I cannot speak to St. Maarten, but on Tortola, the Department of Disaster Management recorded 220 mph winds before their equipment became disabled. I have heard three credible reports where gusts hit 300, probably in tornadoes, which apparently agrees with NOAA and the Hurricane Hunters. One source for the discrepancy may be with the "sustained" wind and the " gusts". Gusts can routinely reach 30% more than sustained, and that correlates. But it most definitely was MPH and not KPH. I could write a long list of unfathomable occurrences and things getting moved from one place to the other. Cats more than 50 feet in the air. Cats landing on rooftops and staying there. A large catamaran ferry (Speedy's) being tossed up onto the shore in one eyewall and being tossed back into the water, upright, by the other. Concrete pillars being thrown onto roofs. That sort of thing. Irma set the record for the longest continuous period of being a cat 5.

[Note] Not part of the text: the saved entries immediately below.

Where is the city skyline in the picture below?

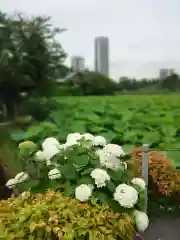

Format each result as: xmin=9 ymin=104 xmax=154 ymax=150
xmin=1 ymin=0 xmax=180 ymax=80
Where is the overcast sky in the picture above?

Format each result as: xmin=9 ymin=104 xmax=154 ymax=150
xmin=1 ymin=0 xmax=180 ymax=79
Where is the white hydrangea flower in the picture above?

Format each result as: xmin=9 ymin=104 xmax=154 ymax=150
xmin=131 ymin=178 xmax=146 ymax=190
xmin=81 ymin=133 xmax=94 ymax=142
xmin=64 ymin=133 xmax=82 ymax=148
xmin=96 ymin=149 xmax=121 ymax=170
xmin=90 ymin=168 xmax=110 ymax=188
xmin=75 ymin=184 xmax=93 ymax=201
xmin=64 ymin=139 xmax=79 ymax=149
xmin=103 ymin=144 xmax=125 ymax=157
xmin=48 ymin=168 xmax=61 ymax=180
xmin=42 ymin=137 xmax=60 ymax=150
xmin=93 ymin=136 xmax=107 ymax=146
xmin=36 ymin=146 xmax=60 ymax=166
xmin=35 ymin=150 xmax=46 ymax=162
xmin=114 ymin=183 xmax=138 ymax=208
xmin=6 ymin=178 xmax=18 ymax=189
xmin=67 ymin=133 xmax=82 ymax=142
xmin=134 ymin=210 xmax=149 ymax=232
xmin=15 ymin=172 xmax=29 ymax=183
xmin=44 ymin=146 xmax=60 ymax=159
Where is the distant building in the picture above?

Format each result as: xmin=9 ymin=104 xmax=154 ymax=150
xmin=71 ymin=56 xmax=85 ymax=72
xmin=159 ymin=68 xmax=175 ymax=79
xmin=94 ymin=36 xmax=109 ymax=77
xmin=169 ymin=68 xmax=175 ymax=76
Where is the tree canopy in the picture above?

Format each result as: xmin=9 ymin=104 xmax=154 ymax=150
xmin=0 ymin=12 xmax=67 ymax=118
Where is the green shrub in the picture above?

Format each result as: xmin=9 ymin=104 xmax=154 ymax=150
xmin=53 ymin=85 xmax=82 ymax=96
xmin=25 ymin=97 xmax=60 ymax=121
xmin=0 ymin=191 xmax=134 ymax=240
xmin=5 ymin=133 xmax=149 ymax=234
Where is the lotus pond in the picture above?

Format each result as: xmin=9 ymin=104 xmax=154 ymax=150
xmin=10 ymin=94 xmax=180 ymax=167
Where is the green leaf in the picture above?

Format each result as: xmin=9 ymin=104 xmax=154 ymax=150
xmin=69 ymin=121 xmax=86 ymax=132
xmin=123 ymin=144 xmax=134 ymax=154
xmin=80 ymin=168 xmax=94 ymax=176
xmin=100 ymin=131 xmax=116 ymax=141
xmin=106 ymin=180 xmax=116 ymax=192
xmin=108 ymin=199 xmax=130 ymax=213
xmin=73 ymin=154 xmax=89 ymax=167
xmin=60 ymin=164 xmax=77 ymax=180
xmin=10 ymin=130 xmax=27 ymax=141
xmin=93 ymin=191 xmax=108 ymax=204
xmin=26 ymin=125 xmax=44 ymax=138
xmin=78 ymin=176 xmax=94 ymax=185
xmin=41 ymin=122 xmax=58 ymax=131
xmin=108 ymin=169 xmax=124 ymax=183
xmin=76 ymin=147 xmax=89 ymax=155
xmin=64 ymin=181 xmax=76 ymax=196
xmin=136 ymin=190 xmax=146 ymax=211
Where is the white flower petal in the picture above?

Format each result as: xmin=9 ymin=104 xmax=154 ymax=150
xmin=90 ymin=168 xmax=110 ymax=188
xmin=103 ymin=144 xmax=125 ymax=157
xmin=114 ymin=183 xmax=138 ymax=208
xmin=67 ymin=133 xmax=82 ymax=142
xmin=35 ymin=150 xmax=46 ymax=162
xmin=134 ymin=210 xmax=149 ymax=232
xmin=81 ymin=133 xmax=94 ymax=142
xmin=6 ymin=178 xmax=18 ymax=189
xmin=42 ymin=137 xmax=60 ymax=150
xmin=75 ymin=184 xmax=93 ymax=201
xmin=93 ymin=136 xmax=107 ymax=146
xmin=35 ymin=147 xmax=60 ymax=165
xmin=131 ymin=178 xmax=146 ymax=190
xmin=96 ymin=149 xmax=121 ymax=170
xmin=48 ymin=168 xmax=61 ymax=180
xmin=15 ymin=172 xmax=29 ymax=183
xmin=64 ymin=139 xmax=79 ymax=148
xmin=43 ymin=146 xmax=60 ymax=161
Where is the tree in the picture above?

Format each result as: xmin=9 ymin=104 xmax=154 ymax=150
xmin=0 ymin=12 xmax=67 ymax=119
xmin=161 ymin=73 xmax=180 ymax=91
xmin=67 ymin=71 xmax=116 ymax=95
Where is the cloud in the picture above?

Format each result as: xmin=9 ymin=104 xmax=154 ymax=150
xmin=1 ymin=0 xmax=180 ymax=79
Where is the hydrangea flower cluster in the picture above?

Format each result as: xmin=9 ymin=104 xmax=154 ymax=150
xmin=6 ymin=132 xmax=149 ymax=232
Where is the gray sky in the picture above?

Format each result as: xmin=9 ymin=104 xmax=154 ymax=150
xmin=1 ymin=0 xmax=180 ymax=79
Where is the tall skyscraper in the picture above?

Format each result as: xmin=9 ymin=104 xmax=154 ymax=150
xmin=71 ymin=56 xmax=85 ymax=72
xmin=94 ymin=36 xmax=109 ymax=77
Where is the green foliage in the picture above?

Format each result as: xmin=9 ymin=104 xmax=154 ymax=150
xmin=0 ymin=127 xmax=22 ymax=176
xmin=9 ymin=94 xmax=180 ymax=165
xmin=66 ymin=71 xmax=116 ymax=95
xmin=0 ymin=191 xmax=134 ymax=240
xmin=0 ymin=11 xmax=68 ymax=119
xmin=12 ymin=137 xmax=145 ymax=215
xmin=161 ymin=73 xmax=180 ymax=91
xmin=24 ymin=97 xmax=61 ymax=121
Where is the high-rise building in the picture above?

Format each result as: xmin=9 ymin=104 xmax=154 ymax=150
xmin=94 ymin=36 xmax=109 ymax=77
xmin=71 ymin=56 xmax=85 ymax=72
xmin=159 ymin=68 xmax=175 ymax=79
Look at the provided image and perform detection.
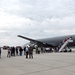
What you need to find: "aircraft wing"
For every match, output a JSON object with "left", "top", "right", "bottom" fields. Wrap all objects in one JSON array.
[{"left": 17, "top": 35, "right": 53, "bottom": 47}]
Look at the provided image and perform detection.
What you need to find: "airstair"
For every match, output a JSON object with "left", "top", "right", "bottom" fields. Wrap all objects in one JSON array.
[{"left": 59, "top": 39, "right": 73, "bottom": 52}]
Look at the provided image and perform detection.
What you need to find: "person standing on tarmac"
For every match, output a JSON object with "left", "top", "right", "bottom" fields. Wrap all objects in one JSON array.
[
  {"left": 16, "top": 47, "right": 18, "bottom": 56},
  {"left": 0, "top": 47, "right": 1, "bottom": 58},
  {"left": 19, "top": 47, "right": 23, "bottom": 56},
  {"left": 29, "top": 46, "right": 33, "bottom": 59},
  {"left": 24, "top": 47, "right": 26, "bottom": 55},
  {"left": 7, "top": 47, "right": 11, "bottom": 58},
  {"left": 25, "top": 46, "right": 29, "bottom": 58}
]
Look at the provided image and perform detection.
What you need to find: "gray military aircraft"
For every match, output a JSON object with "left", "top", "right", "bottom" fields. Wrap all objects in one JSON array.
[{"left": 17, "top": 34, "right": 75, "bottom": 48}]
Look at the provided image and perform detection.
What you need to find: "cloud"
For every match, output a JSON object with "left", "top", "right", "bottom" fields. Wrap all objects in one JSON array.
[{"left": 0, "top": 0, "right": 75, "bottom": 46}]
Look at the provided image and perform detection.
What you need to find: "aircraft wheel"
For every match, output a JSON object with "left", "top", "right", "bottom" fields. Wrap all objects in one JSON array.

Here in the BVI, great care is taken with tying up boats, but even that was not enough. My Jet Stream was secured with 35 lines and her anchor chain, and got away with moderate damage, but upright and afloat. She was very blessed and lucky. The mast is there, too, but when you look at it closely, it's been totalled. Something must have hit it very hard. One fuel tank, very securely mounted, shifted more than a foot, probably during the impact that the transoms took with the dock. It is almost impossible to understand, unless you were here, that is all I can say, and this is not the first time I have been through the eye of a hurricane.

All that said, the damage was catastrophic but not quite as bad as reported. I think that more than 20% of the vessels will be rehabilitated. One charter company has announced it will have 120 boats ready for November. Another small one, has announced it is opened for business.

The private sector, the BVI Government, and the UK have been working tirelessly in cleanup and the results are very evident. Not many are crying the blues, rather, they are working hard to get things back in shape for some sort of charter season. It won't be like before, but it won't be dead, either.

My heart goes out to fellow sufferers in Puerto Rico, the USVI, St. Maarten and Dominica. I have a feeling that the road to recovery may be much longer in some of those places, if for no other reason than that they are larger and more unwieldy and maybe more reliant on government. Private citizens can do an awful lot, if they each do their part, and one is seeing that here.